Appearance before the Standing Senate Committee on National Finance on Bill C-31: Economic Action Plan 2014 Act, No. 1
May 13, 2014
Opening Statement by Chantal Bernier
Interim Privacy Commissioner of Canada
(Check against delivery)
Thank you, Mister Chair and members of the Committee, for inviting me to discuss the privacy implications of Bill C-31.
Joining me today is Barbara Bucknell, Acting Director, Policy and Research Branch.
In my time today, I will focus on the United States Foreign Account Tax Compliance Act or FATCA. I will however conclude with some brief comments on another part of C-31 which has privacy implications.
As you are aware, Bill C-31 includes an Agreement to implement the exchange of tax information between Canada and the United States. FATCA is a U.S. law which requires financial institutions in countries outside of the United States, including Canada, to report certain information on accounts of a “U.S. Person” to the U.S. Internal Revenue Service (IRS). Under the Agreement, Canadian financial institutions will be required to begin due diligence procedures as outlined in the Agreement starting July 1, 2014, and to report information to the Canada Revenue Agency (CRA) beginning in 2015.
While some have asserted that this agreement violates section 15 of the Canadian Charter of Rights and Freedoms on the grounds that it discriminates against Canadians based on place of birth or citizenship, this issue is beyond the scope of my Office’s mandate. Equally beyond our scope is how foreign jurisdictions implement their own tax collecting operations internationally.
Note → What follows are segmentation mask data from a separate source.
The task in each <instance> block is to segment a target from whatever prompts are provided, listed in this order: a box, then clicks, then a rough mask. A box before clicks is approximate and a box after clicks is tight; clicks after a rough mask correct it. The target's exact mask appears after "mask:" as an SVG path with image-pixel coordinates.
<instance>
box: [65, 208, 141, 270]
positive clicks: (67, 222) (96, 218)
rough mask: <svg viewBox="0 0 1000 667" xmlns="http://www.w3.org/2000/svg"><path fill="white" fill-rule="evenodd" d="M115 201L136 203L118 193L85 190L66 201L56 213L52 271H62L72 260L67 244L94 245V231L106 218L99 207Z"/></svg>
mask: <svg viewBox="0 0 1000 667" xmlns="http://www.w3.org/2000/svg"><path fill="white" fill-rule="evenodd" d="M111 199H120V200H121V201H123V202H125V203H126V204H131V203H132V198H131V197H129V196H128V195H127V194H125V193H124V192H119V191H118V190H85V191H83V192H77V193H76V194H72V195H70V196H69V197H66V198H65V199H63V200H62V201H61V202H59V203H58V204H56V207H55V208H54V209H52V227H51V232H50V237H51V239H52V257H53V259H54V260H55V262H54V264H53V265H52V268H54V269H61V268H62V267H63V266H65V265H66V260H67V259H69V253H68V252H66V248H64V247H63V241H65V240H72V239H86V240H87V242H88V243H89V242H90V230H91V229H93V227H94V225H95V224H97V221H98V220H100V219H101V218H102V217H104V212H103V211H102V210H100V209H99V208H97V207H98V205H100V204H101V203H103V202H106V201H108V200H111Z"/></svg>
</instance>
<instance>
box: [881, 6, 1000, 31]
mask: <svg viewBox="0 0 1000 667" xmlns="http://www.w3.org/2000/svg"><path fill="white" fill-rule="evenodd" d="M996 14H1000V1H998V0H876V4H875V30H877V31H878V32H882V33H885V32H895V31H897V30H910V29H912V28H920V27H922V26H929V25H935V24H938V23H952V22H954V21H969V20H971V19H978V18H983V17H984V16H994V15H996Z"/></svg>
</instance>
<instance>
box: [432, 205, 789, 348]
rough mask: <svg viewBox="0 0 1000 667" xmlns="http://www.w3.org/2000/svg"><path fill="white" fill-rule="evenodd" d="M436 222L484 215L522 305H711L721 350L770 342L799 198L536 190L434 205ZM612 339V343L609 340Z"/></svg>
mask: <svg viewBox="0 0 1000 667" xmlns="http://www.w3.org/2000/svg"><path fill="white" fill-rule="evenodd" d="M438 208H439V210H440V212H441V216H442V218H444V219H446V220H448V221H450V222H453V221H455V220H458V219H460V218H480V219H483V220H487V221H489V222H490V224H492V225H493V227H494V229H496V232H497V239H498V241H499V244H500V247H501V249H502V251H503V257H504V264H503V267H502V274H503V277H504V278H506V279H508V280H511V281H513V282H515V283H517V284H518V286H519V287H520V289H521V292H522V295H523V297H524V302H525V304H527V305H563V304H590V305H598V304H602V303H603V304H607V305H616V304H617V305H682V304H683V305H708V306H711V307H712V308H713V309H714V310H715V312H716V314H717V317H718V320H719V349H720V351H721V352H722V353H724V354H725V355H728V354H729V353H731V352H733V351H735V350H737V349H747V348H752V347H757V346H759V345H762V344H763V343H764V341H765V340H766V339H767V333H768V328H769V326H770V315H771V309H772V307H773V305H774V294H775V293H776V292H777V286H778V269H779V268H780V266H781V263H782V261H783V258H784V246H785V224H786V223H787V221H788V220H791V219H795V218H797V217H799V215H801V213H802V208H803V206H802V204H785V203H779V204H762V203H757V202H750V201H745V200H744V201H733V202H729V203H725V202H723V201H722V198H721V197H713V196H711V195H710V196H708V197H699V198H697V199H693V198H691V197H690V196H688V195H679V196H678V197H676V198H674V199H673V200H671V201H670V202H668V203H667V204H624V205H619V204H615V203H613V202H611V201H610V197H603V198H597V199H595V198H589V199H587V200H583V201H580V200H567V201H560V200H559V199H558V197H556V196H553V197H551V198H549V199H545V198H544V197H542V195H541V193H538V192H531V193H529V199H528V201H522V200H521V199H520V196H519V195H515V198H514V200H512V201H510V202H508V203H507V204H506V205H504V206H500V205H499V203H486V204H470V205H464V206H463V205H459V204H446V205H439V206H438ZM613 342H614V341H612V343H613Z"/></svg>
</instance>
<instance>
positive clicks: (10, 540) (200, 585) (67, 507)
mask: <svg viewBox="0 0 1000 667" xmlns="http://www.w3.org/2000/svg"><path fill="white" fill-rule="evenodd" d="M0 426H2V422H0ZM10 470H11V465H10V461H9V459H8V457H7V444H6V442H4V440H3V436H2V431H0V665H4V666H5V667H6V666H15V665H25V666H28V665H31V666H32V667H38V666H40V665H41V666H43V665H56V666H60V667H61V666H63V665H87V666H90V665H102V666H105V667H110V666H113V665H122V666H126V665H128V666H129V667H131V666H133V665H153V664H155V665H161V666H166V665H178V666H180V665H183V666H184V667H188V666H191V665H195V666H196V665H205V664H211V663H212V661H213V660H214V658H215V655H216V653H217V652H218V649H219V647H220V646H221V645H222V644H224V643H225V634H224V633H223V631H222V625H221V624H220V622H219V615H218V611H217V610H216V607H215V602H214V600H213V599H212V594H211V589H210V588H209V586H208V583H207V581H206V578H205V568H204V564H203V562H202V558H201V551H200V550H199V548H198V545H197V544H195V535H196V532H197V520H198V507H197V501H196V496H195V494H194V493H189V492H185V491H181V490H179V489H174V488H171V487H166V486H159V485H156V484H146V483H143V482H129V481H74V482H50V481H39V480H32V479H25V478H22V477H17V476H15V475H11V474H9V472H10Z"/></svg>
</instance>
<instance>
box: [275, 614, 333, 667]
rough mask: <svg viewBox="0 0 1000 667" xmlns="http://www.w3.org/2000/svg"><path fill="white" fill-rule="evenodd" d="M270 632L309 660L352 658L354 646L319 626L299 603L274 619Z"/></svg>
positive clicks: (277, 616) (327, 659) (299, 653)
What does fall within my mandate is ensuring that institutions fulfill their legal privacy obligations. I would like to note that there is a long-established practice of information-sharing between nations for the purposes of taxation enforcement. This isn’t a new concept. That said, we would expect that this and all information-sharing activities be undertaken in a way which respects privacy. This means we expect that CRA will meet its obligations under the Privacy Act in carrying out its FATCA-related responsibilities.
Further, we expect private-sector organizations, such as financial institutions, that would become legally required to collect customers’ personal information and disclose it to CRA, to also comply with their obligations under the Personal Information Protection and Electronic Documents Act.
These obligations include limiting the amount of personal information collected to only that which is necessary and safeguarding it appropriately. To that end, education and outreach to institutions affected by this new reporting requirement will be crucial to ensure that information collection is appropriate, limited and done in the most privacy-sensitive manner possible.
Beyond this, Bill C-31 introduces some changes to the Proceeds of Crime (Money Laundering) and Terrorist Financing Act (PCMLTFA). Specifically, it broadens the amount of personal information collected, and increases FINTRAC’s information-sharing capabilities and requirements. I have detailed my views about this matter in the written submission I provided to Committee.
In my time now, I just wish to note that what we have seen regarding the evolution of the PCMLTFA presents some lessons learned for FATCA-related obligations. When the PCMLTFA was introduced in 2002, it had narrowly – and clearly – defined reporting requirements. As time progressed, its scope of application has broadened and the incentive to over-report has gradually increased; Bill C-31 increases it further still. We would strongly urge the Committee to advise the government to proceed with caution to avoid the potential for further scope creep.
In closing, thank you, Mister Chair and members for the opportunity to discuss this issue. I welcome your questions.